The rat race equilibrium. What does that mean? The impulse to produce, to succeed, and to advance can outweigh any incentive provided by a limit on work, legal or not (especially in countries like, say, the United States, where “I’m working late” is seen as a sign of occupational devotion and hard work). In today’s competitive economy that often means being reachable—and responsible—at least over email, well after the close of business. Many workers in the technology, media, and advertising sectors are on call 24 hours a day.
The American Psychological Association has identified tremendous risks posed by poor scheduling, unhealthy attitudes, and a lack of down-time between periods of labor, whether they take place in a physical office or not. The productivity advancements touted as core to the shortened work week are what Mother Jones editors Clara Jeffery and Monica Bauerlein expertly identified as part of America’s “Great Speed-Up,” where Americans work harder and harder without experiencing any major occupational or market-wide gains, often at their own personal expense.
This is what the modern knowledge economy in the age of email and smartphones looks like: it transcends offices and labor reforms and cuts right into your cognitive functions, so far that those extra few hours spent outside the office are garbled by constant communication with co-workers and anxiety over unfinished tasks.

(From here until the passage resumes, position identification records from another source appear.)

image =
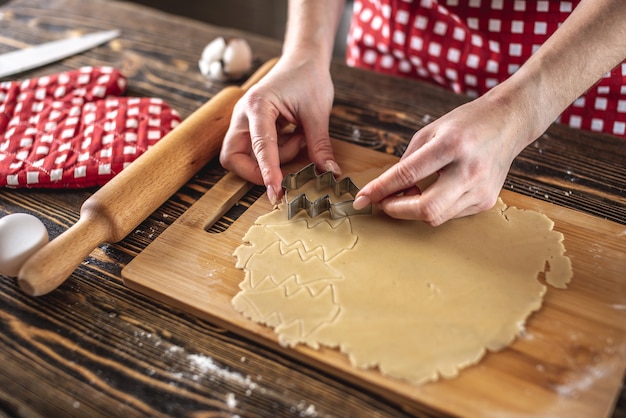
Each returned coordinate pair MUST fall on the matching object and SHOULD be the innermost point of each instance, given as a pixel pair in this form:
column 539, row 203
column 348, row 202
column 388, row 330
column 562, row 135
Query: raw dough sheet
column 417, row 302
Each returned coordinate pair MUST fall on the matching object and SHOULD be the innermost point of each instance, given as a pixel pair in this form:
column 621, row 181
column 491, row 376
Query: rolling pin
column 119, row 206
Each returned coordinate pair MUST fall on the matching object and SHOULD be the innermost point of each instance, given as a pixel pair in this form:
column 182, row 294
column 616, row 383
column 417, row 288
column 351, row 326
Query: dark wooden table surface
column 95, row 348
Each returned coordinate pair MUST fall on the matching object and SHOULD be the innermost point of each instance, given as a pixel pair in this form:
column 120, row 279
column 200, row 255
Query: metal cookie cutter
column 314, row 208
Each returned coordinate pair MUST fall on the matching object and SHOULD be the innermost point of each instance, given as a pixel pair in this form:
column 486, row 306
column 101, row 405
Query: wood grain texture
column 194, row 270
column 94, row 347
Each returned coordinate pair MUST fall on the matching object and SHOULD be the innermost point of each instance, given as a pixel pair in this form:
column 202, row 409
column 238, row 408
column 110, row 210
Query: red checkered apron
column 470, row 46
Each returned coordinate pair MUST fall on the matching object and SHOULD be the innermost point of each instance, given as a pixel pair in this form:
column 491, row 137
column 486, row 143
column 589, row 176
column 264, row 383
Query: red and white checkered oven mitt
column 73, row 129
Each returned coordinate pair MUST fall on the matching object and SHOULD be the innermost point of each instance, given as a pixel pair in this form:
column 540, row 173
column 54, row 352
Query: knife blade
column 26, row 59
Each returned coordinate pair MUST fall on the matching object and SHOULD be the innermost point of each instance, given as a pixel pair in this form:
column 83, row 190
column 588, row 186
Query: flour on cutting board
column 416, row 302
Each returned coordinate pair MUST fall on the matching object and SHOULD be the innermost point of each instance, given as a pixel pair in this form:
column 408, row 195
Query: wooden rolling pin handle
column 119, row 206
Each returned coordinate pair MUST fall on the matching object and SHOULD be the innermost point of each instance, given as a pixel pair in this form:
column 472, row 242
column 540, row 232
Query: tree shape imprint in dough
column 417, row 302
column 298, row 274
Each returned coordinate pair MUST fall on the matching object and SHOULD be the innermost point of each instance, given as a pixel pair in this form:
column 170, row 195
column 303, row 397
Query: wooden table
column 95, row 348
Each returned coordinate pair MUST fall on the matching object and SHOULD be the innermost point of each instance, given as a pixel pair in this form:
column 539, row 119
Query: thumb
column 319, row 146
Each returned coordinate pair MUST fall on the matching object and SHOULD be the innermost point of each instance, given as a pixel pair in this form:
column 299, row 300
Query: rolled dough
column 417, row 302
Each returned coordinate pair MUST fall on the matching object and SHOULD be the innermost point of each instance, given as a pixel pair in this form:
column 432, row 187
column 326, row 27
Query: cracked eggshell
column 224, row 60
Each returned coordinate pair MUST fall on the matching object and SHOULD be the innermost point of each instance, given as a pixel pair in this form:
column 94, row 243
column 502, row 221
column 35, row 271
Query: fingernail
column 333, row 167
column 361, row 202
column 271, row 195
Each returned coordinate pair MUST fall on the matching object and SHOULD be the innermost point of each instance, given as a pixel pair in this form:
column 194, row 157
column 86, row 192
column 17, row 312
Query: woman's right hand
column 296, row 92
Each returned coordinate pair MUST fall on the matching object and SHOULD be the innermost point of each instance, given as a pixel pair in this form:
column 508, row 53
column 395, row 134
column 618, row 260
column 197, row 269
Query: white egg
column 21, row 235
column 224, row 60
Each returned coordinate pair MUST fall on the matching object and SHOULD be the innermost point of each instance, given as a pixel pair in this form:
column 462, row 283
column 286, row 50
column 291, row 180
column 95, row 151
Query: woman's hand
column 468, row 150
column 295, row 93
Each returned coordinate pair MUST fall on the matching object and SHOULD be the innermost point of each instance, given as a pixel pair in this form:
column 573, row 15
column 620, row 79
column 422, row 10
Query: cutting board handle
column 118, row 207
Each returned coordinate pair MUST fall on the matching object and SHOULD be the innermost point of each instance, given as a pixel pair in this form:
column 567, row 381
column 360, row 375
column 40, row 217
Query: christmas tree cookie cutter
column 314, row 208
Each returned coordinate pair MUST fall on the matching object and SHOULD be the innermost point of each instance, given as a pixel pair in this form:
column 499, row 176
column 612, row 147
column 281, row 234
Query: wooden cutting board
column 570, row 362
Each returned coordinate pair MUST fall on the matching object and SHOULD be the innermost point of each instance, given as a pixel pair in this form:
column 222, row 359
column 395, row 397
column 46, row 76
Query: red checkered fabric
column 73, row 130
column 470, row 46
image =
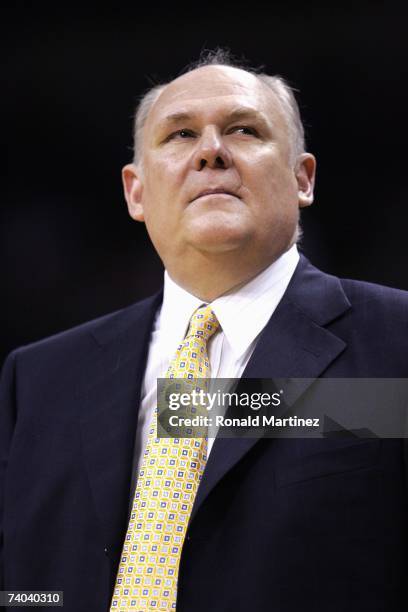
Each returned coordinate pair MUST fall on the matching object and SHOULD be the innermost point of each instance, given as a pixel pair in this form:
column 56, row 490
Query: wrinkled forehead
column 218, row 87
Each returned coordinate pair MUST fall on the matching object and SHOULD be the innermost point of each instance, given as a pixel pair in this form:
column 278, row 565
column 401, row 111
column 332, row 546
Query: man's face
column 216, row 176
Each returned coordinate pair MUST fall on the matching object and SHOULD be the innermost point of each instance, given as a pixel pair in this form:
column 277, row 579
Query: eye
column 183, row 134
column 246, row 130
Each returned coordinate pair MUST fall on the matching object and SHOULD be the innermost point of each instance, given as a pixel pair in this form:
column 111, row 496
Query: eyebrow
column 237, row 114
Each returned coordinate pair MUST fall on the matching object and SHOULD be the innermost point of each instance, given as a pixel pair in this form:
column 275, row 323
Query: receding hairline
column 275, row 84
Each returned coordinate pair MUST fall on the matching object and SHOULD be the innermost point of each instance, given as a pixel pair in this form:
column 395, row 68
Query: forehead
column 214, row 89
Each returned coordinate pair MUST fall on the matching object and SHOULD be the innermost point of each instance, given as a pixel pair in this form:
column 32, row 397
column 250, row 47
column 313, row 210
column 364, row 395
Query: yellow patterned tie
column 166, row 488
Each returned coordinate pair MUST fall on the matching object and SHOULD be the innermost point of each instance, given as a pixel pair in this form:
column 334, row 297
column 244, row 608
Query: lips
column 214, row 191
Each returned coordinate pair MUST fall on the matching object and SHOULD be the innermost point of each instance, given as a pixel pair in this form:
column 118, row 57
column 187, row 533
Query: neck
column 208, row 279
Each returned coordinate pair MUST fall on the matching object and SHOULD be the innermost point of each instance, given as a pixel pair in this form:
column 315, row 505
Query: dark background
column 70, row 79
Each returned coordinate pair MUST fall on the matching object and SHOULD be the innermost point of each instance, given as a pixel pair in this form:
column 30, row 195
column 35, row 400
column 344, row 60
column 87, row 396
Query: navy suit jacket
column 278, row 524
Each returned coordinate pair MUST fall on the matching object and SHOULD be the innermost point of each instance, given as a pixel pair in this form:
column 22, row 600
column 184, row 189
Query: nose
column 211, row 151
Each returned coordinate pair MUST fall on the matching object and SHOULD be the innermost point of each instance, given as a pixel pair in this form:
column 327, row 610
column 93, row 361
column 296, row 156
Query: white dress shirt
column 242, row 315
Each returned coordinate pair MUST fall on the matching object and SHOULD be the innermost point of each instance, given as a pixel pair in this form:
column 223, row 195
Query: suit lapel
column 109, row 395
column 294, row 345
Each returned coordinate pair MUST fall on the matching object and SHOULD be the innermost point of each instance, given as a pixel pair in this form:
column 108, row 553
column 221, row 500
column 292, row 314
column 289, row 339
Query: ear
column 305, row 171
column 133, row 189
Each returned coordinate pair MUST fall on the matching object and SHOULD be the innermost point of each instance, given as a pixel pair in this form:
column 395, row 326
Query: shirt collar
column 242, row 313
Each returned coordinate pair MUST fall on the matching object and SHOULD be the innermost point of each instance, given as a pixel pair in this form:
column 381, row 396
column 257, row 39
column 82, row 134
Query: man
column 219, row 176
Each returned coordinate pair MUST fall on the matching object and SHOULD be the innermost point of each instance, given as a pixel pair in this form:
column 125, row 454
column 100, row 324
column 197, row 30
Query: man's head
column 220, row 173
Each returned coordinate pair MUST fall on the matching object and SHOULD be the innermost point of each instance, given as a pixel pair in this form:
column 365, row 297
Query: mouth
column 217, row 191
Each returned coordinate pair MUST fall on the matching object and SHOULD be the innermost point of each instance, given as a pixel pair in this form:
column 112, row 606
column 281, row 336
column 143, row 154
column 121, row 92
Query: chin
column 218, row 239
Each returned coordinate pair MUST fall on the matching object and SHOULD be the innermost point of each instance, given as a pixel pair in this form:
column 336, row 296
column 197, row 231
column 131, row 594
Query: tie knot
column 203, row 323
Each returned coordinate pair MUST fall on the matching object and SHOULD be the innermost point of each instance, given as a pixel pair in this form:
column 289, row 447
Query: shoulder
column 377, row 302
column 74, row 342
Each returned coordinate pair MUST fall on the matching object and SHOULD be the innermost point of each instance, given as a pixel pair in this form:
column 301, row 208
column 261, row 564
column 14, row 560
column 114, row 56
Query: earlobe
column 133, row 189
column 305, row 176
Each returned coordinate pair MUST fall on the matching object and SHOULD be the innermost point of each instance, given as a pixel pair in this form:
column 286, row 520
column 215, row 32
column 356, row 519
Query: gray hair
column 222, row 57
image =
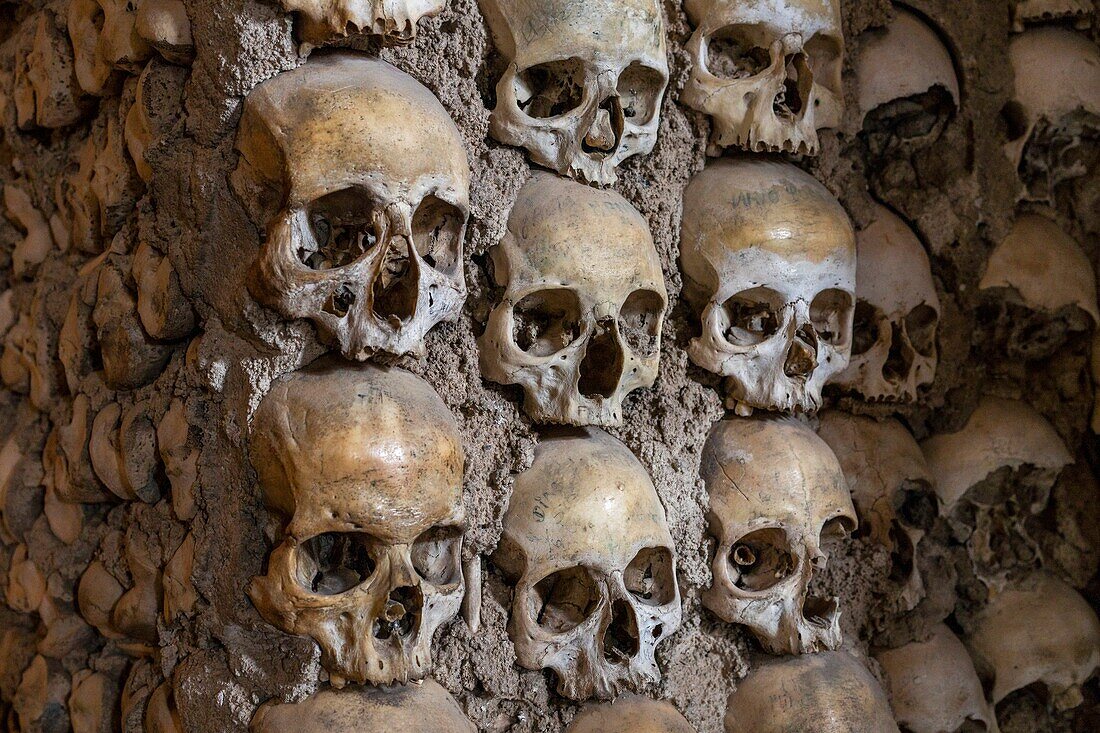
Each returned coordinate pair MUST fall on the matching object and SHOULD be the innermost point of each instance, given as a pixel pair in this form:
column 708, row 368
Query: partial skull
column 893, row 347
column 831, row 692
column 1038, row 630
column 584, row 83
column 934, row 687
column 587, row 546
column 416, row 708
column 579, row 326
column 365, row 227
column 364, row 468
column 394, row 20
column 768, row 74
column 778, row 500
column 776, row 302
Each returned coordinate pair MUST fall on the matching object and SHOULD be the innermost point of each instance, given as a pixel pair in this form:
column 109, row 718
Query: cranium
column 630, row 713
column 934, row 687
column 417, row 708
column 396, row 20
column 580, row 324
column 829, row 692
column 769, row 262
column 365, row 212
column 586, row 542
column 891, row 487
column 893, row 343
column 778, row 496
column 768, row 74
column 1037, row 631
column 364, row 466
column 584, row 83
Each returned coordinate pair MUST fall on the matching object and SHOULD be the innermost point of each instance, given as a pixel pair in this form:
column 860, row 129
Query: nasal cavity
column 620, row 642
column 606, row 131
column 395, row 287
column 602, row 367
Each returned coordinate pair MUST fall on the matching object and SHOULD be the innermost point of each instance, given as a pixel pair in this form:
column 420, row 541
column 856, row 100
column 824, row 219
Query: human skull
column 630, row 713
column 891, row 487
column 364, row 466
column 395, row 20
column 768, row 74
column 417, row 708
column 934, row 687
column 829, row 692
column 584, row 83
column 769, row 263
column 1038, row 630
column 365, row 212
column 587, row 545
column 580, row 323
column 893, row 343
column 778, row 498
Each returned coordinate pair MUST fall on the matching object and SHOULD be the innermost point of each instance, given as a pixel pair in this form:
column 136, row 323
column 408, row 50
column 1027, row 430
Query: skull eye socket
column 761, row 559
column 562, row 600
column 436, row 555
column 829, row 313
column 650, row 578
column 334, row 562
column 547, row 321
column 639, row 321
column 752, row 316
column 551, row 89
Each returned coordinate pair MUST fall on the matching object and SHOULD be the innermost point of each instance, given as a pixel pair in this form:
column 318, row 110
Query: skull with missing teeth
column 364, row 467
column 583, row 88
column 777, row 498
column 767, row 73
column 364, row 211
column 769, row 263
column 580, row 324
column 586, row 542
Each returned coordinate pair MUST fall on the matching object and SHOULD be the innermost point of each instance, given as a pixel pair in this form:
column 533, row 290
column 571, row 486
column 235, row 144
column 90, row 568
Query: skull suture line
column 364, row 466
column 586, row 540
column 583, row 88
column 778, row 496
column 580, row 324
column 767, row 73
column 365, row 212
column 769, row 263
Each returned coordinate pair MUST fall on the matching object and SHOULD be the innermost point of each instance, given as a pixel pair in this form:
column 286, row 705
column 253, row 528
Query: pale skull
column 580, row 323
column 589, row 548
column 767, row 73
column 394, row 20
column 416, row 708
column 891, row 487
column 769, row 263
column 584, row 83
column 364, row 468
column 778, row 499
column 893, row 343
column 364, row 212
column 829, row 692
column 934, row 687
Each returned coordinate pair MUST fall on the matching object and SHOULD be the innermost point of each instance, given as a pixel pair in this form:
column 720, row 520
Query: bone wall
column 135, row 354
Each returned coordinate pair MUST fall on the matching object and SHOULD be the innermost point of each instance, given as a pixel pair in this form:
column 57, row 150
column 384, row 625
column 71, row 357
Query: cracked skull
column 364, row 212
column 769, row 263
column 893, row 346
column 580, row 323
column 364, row 467
column 584, row 83
column 778, row 500
column 768, row 74
column 586, row 543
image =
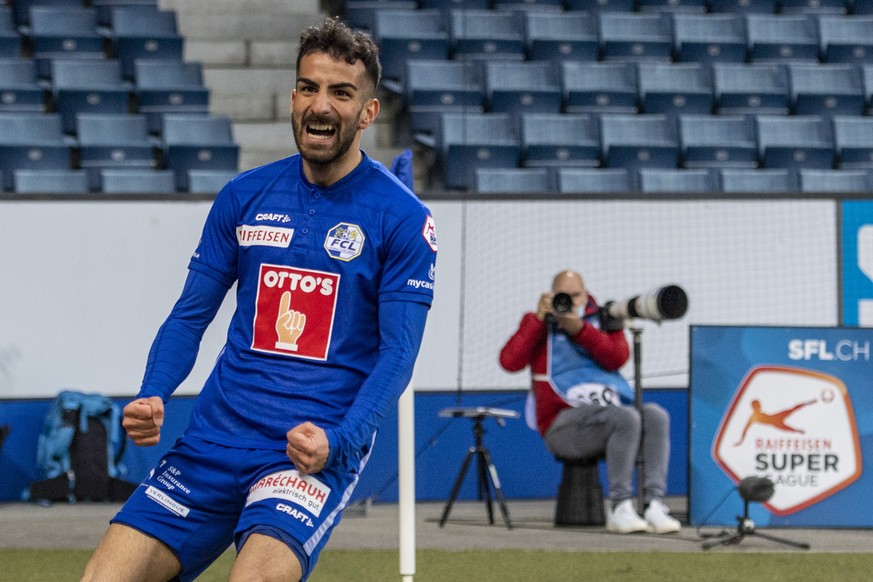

“Minus a few freakish exceptions, most of us cannot actually multitask,” write Jeffery and Bauerlein. “Try to keep up a conversation with your spouse while scanning the BlackBerry, and empirical data shows that you do both things poorly. And not only that: If you multitask constantly, your actual mental circuitry erodes, and your brain loses its ability to focus. (Same with sleep: Aside from a tiny minority of mutants, humans perform distinctly and progressively worse when they get fewer than eight hours a night. Go ahead and cry.)”
The CEPR suggested that the 35-hour work week should be discontinued and workers and firms should be “free to choose the length of the workweek.” And France, after years of poor results, is trying something new: Making sure that time spent off the clock is actually off the clock. A new, legally binding labor agreement means that many French workers can ignore emails from their bosses, no matter how urgent, once they’re out of the office. The rule mandates that workers have a “duty to disconnect communication tools at a distance” to ensure they receive “the minimum rest periods imposed by the French and European regulations on workload and minimum rest time.”
It’s unclear whether this measure will spread to other advanced nations: French financial newspaper Les Echosnotes that this is an extension of a 2008 law that was formulated as a reaction to some of the economic dysfunction wrought by the 35-hour work week. But modern knowledge workers on the verge of workplace exhaustion, fear not: Should this new measure yield more robust productivity (and mental health) benefits than the shortened work week, compulsive phone-checkers and email addicts may finally enjoy some much-needed salvation.